Hey, in this video we're going to look at kind of pulling colors from existing branded logos to use within your UI design. Okay? Let's say that we're doing some work for a company and you have their logo, okay? You can bring it in. Um, we are gonna go file place and in this example we're just gonna use the Google, uh, logo png, bring 'em in, okay? And let's say I want to draw some elements.
Say it's our hero box in the background here, okay? But I want to match the Google colors. Okay? Let's pretend it's some random color to start with. Not random enough, okay? With it selected, okay?
What you need to do is grab the eyedropper tool, okay? The eyedropper tool's kind of hiding down here. And all you need to do is with anything selected, just pick a color from it, okay? And you can see it'll start pulling the brand colors from that, how accurate it'll be pretty accurate, okay? And, um, let's say you want to kind of add them, but to use later, rather than having to use the eyedropper tool every time, what you're gonna do is switch to your swatches panel. Now your swatches panel, if you can't find it, it's under window down to swatches.

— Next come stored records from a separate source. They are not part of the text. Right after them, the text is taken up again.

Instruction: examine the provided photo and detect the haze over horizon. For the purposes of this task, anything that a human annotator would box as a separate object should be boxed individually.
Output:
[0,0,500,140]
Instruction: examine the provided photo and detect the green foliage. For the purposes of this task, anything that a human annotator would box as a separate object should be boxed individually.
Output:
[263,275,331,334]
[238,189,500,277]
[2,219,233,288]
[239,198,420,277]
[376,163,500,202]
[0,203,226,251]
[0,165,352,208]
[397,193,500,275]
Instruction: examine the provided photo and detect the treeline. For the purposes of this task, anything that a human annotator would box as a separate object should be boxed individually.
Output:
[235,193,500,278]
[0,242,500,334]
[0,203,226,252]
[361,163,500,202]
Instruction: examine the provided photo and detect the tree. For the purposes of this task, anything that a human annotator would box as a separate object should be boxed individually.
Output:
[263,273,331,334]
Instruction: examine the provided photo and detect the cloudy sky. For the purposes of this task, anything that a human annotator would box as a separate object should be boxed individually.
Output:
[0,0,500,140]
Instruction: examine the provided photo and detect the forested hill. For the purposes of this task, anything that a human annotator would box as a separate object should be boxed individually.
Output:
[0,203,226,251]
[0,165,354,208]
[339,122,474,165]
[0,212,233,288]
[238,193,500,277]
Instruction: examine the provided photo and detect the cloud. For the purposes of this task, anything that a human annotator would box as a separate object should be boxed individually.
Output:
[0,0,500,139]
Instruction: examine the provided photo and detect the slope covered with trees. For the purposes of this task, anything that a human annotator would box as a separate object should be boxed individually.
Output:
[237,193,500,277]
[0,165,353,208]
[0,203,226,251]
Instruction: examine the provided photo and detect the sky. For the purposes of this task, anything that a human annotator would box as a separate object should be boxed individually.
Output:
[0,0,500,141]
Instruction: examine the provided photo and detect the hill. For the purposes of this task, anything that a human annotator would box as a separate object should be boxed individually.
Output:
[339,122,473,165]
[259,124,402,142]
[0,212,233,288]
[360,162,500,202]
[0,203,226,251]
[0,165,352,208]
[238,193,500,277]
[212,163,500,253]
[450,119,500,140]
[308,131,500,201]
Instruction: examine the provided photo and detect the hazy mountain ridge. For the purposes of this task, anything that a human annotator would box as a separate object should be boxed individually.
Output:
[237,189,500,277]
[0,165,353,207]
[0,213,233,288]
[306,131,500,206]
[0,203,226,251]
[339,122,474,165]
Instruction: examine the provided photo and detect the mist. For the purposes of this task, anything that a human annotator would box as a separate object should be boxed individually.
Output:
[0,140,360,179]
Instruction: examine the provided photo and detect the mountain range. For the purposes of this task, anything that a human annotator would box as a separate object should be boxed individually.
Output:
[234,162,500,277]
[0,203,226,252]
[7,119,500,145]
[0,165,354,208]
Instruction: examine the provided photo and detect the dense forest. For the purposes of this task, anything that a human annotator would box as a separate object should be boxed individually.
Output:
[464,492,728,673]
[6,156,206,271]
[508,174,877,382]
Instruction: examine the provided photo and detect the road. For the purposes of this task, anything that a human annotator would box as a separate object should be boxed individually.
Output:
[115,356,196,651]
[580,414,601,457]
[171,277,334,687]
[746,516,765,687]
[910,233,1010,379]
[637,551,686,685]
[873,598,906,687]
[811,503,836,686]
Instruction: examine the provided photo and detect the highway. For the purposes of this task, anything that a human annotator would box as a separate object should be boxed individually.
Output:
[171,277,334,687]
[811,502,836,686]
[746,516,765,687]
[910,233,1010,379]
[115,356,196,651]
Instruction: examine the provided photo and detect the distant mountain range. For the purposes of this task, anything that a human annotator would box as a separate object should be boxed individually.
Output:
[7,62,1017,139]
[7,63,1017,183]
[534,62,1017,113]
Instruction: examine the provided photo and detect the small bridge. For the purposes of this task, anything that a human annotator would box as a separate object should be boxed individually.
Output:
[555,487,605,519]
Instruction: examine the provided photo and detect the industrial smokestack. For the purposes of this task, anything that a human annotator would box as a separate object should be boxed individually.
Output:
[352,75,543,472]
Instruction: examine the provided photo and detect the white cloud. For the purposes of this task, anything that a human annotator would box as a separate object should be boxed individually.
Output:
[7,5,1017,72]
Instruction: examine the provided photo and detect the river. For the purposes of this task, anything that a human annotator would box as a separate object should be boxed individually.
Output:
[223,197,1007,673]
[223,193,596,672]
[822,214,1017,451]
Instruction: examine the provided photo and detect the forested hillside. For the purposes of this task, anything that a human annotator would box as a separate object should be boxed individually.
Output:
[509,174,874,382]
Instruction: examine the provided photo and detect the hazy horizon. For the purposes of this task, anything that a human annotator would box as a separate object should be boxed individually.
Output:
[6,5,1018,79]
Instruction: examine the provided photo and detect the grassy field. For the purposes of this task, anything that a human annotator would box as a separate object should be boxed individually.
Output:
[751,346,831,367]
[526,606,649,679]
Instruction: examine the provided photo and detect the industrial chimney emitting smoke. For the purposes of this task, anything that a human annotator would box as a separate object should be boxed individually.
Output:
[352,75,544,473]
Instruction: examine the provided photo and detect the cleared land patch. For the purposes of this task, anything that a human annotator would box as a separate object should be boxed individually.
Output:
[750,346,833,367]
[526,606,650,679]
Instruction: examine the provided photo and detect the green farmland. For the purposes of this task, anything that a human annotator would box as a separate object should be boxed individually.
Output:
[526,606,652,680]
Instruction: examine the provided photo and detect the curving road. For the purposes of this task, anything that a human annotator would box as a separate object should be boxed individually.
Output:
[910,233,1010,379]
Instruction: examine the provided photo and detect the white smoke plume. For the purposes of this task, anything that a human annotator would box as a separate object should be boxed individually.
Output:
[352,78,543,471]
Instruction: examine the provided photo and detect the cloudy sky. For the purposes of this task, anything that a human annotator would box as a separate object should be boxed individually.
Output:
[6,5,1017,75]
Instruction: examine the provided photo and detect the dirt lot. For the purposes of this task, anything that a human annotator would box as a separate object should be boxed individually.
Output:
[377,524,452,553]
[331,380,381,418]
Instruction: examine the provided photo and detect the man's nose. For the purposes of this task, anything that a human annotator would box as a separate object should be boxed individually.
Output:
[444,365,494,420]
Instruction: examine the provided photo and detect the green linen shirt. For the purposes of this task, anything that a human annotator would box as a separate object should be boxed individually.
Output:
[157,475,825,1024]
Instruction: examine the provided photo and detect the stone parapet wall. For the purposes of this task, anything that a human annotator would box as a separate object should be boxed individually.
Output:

Okay? Turn it on. And think of swatches as pre-made pre-mixed colors ready to use. So what we are gonna do is with, let's break this blue. Okay? So that, here he is there.
What you can do is up the top here, okay? Drop down. And there's an option that says New swatch. Okay? Give it a name. I'm gonna call mine Google Blue.
Google Blue, okay. And click, you can see it's both in my library. Okay? And it's down here in my swatches library. Okay? So, um, just work your way through the colors.
Uh, grab the eyedropper tool. Red one here, new Google Red. There he is there and he's down here in your swatches panel. The reason it's kind of good to have them in your swatches, we will find it a little bit later on. You'll find that this library thing here is awesome. For most things.
It's new and it's not perfect for everything yet. So sometimes you need them in your swatches panel as well. Okay? Awesome. That's how to pull brand colors from existing logos to start using, rather going off and trying to figure out what all those colors are. Okay, there you go.